En la mítica serie El coche fantástico (1982), David Hasselhoff no tiene que preocuparse demasiado de conducir: KITT, el épico coche autónomo, lo hace por él. En Desafío Total (1990) también aparece un taxi conducido por un robot. Años antes, Asimov ya mencionaba estas ideas en la Feria Mundial de 1964. Los tecnólogos llevan años investigando para que este tipo de vehículos existan y ya lo han conseguido, como sucede con los modelos de Phantom Auto. En 2012, el estado de Nevada (EE. UU.) aprobó por primera vez la licencia para circular a un coche autónomo: un Toyota Prius con la tecnología de conducción autónoma de Google.

En la aclamada película Regreso al Futuro II (1989) también se propone una nueva forma de movilidad: el hoverboard levitante que utiliza Marty McFly cuando viaja al futuro. Esta versión del scooter eléctrico con dos ruedas y sin manillar ya puede comprarse, aunque el nuestro (aún) no flota en el aire.

hoverboard Marty McFly

Tecnología mainstream: móviles, gafas y asistentes de voz

Los intercomunicadores de Star Trek, las imágenes holográficas deTerminator (1985), las gafas inteligentes de Regreso al Futuro II, los audífonos con micrófono de Fahrenheit 451 (1953) y el Joymaker inteligente de The Age of the Pussyfoot (1969) son anticipos de muchos de los dispositivos electrónicos que utilizamos hoy en día. Se han hecho realidad los teléfonos móviles, los dispositivos de realidad virtual y aumentada, las Google Glass, los auriculares por Bluetooth y los asistentes de voz, como Siri y Alexa

También hay inventos que utilizamos tan a diario que no reparamos en el avance que supusieron. En el siglo XIX cualquier ciudadano se hubiera reído ante la idea de pagar con una tarjeta de plástico que, misteriosamente, guardara el dinero dentro. Pero en la novela Mirando atrás (1888), Erich Fromm describe que los ciudadanos del año 2000 así lo harían. La tarjeta de crédito llegó finalmente en 1950. 

La capacidad de volverse invisible

Hay ciertos momentos en los que uno desearía desaparecer. En la novela El hombre invisible (1897, H. G. Wells), el protagonista lo consigue haciendo coincidir su índice refractivo con el del aire, de manera que su cuerpo no puede absorber ni reflejar la luz. En Harry Potter (1997, J. K. Rowling) hay una manera aún más cómoda: la capa de invisibilidad, una de las Reliquias de la Muerte que ayuda al joven mago en innumerables ocasiones. 

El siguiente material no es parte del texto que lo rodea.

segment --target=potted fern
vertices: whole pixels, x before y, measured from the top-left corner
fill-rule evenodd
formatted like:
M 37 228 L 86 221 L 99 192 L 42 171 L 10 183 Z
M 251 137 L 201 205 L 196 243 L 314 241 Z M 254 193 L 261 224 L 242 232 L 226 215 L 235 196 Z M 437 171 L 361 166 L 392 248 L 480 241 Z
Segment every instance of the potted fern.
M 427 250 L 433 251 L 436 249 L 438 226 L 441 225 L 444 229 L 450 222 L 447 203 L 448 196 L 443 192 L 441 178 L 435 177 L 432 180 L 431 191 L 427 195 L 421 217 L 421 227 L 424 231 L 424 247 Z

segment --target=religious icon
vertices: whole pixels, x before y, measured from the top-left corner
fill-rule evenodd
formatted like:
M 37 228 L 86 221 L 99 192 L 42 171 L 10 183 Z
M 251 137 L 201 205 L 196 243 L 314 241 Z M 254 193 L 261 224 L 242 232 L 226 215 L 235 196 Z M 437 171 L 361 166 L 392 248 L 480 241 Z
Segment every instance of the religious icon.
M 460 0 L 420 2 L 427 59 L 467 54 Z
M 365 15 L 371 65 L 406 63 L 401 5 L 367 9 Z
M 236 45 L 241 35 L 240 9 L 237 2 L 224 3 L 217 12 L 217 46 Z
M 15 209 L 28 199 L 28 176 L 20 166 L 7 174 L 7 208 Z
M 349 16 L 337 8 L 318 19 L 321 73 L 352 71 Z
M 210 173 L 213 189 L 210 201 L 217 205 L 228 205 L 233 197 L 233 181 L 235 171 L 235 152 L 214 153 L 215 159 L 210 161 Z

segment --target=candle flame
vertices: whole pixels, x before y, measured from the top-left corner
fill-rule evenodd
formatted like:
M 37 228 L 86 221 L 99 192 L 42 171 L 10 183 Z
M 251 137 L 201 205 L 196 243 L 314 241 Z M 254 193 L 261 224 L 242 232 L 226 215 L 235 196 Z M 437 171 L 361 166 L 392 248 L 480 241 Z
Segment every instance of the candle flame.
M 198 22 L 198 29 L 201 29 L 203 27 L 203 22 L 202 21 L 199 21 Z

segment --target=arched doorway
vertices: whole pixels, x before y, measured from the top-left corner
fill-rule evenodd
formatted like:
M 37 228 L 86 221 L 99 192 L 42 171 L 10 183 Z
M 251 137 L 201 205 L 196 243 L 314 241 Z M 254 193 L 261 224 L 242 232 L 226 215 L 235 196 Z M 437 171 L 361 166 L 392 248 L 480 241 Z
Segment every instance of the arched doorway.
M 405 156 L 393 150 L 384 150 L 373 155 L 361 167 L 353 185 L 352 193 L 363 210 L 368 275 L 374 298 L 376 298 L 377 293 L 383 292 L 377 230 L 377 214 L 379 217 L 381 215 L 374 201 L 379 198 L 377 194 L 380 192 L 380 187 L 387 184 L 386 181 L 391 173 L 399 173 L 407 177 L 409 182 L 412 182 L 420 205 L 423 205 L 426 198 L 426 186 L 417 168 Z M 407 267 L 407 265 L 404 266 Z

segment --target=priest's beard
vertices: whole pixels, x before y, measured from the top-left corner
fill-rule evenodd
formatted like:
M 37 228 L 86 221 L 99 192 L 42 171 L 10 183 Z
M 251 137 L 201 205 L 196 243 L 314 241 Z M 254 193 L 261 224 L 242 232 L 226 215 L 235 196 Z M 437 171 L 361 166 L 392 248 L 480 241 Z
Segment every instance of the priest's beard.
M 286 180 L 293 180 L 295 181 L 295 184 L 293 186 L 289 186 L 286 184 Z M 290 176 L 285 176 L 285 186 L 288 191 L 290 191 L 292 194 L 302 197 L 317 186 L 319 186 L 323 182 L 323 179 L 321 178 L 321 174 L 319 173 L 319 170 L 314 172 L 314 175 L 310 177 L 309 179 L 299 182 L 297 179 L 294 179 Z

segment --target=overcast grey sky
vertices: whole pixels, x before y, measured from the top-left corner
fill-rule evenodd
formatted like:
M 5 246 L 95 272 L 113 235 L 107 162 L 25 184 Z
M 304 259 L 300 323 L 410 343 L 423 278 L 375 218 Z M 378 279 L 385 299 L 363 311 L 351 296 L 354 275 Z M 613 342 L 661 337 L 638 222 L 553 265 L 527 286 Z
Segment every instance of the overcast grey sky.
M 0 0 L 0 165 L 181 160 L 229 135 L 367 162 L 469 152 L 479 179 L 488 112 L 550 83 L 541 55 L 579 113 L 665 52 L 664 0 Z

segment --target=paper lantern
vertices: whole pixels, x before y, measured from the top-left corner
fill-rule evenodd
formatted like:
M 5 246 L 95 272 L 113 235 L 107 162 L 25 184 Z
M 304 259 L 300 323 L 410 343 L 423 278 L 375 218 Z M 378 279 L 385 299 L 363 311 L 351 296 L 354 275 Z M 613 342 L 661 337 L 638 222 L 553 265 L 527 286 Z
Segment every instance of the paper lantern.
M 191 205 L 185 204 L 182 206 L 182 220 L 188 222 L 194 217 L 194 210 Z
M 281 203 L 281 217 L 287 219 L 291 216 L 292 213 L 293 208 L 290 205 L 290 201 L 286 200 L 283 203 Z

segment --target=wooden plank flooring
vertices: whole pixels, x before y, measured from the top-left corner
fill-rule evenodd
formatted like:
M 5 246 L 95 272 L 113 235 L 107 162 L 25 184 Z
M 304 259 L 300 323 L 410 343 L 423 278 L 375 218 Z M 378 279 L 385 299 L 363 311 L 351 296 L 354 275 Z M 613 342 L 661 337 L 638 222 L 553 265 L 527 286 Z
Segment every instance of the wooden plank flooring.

En la escena científica, el físico británico John Pendry ha hecho que la invisibilidad ya no sea cosa de magia. En 2006 consiguió invisibilizar un pequeño cilindro de cobre utilizando un metamaterial que guiaba a los fotones alrededor del objeto. Más allá de la apetecible idea de desvanecerse, este descubrimiento puede ayudar en investigaciones a niveles nanométricos, como en medicina y en las telecomunicaciones. 

A la ciencia ficción aún le queda mucho por vaticinar, así que la tecnología tiene por delante grandes retos. En Marte (2015) ya vimos a Matt Damon habitando el planeta rojo durante 550 soles marcianos (unos 560 días terrestres), obteniendo agua mediante procesos químicos y cultivando patatas para sobrevivir. Según las previsiones de los científicos esto podría hacerse realidad en un futuro bastante próximo: en 2030 o 2040, ya existirá la ciencia que haga posible el viaje y los asentamientos humanos

Sin embargo, también hay algunas predicciones, como la de la bomba atómica utilizada en 1945 contra Hiroshima y Nagasaki, cuyo término preacuñó Wells en El mundo se libera (1914), que preferiblemente no deberían haber llegado. La ciencia ficción ha imaginado distopías como la Tierra devastada de WALL-E: batallón de limpieza (2008), los desajustes con los replicantes de Blade Runner (1982), las ideas asesinas de HAL 9000 de 2001: Una Odisea del espacio parodiadas en los Simpsons y los siniestros futuros tecnológicos que prevé Black Mirror (2011).

Sin duda, la imaginación es un arma poderosa que hay que utilizar con la ambición apropiada. Para ello, conviene tener siempre muy presentes las Leyes de la Robóticaescritas, por supuesto, por Isaac Asimov, que impiden a cualquier robot hacer daño a un ser humano, así como desobedecerlo. Entonces, ¿cuál será el próximo sueño de la ciencia ficción que se hará realidad?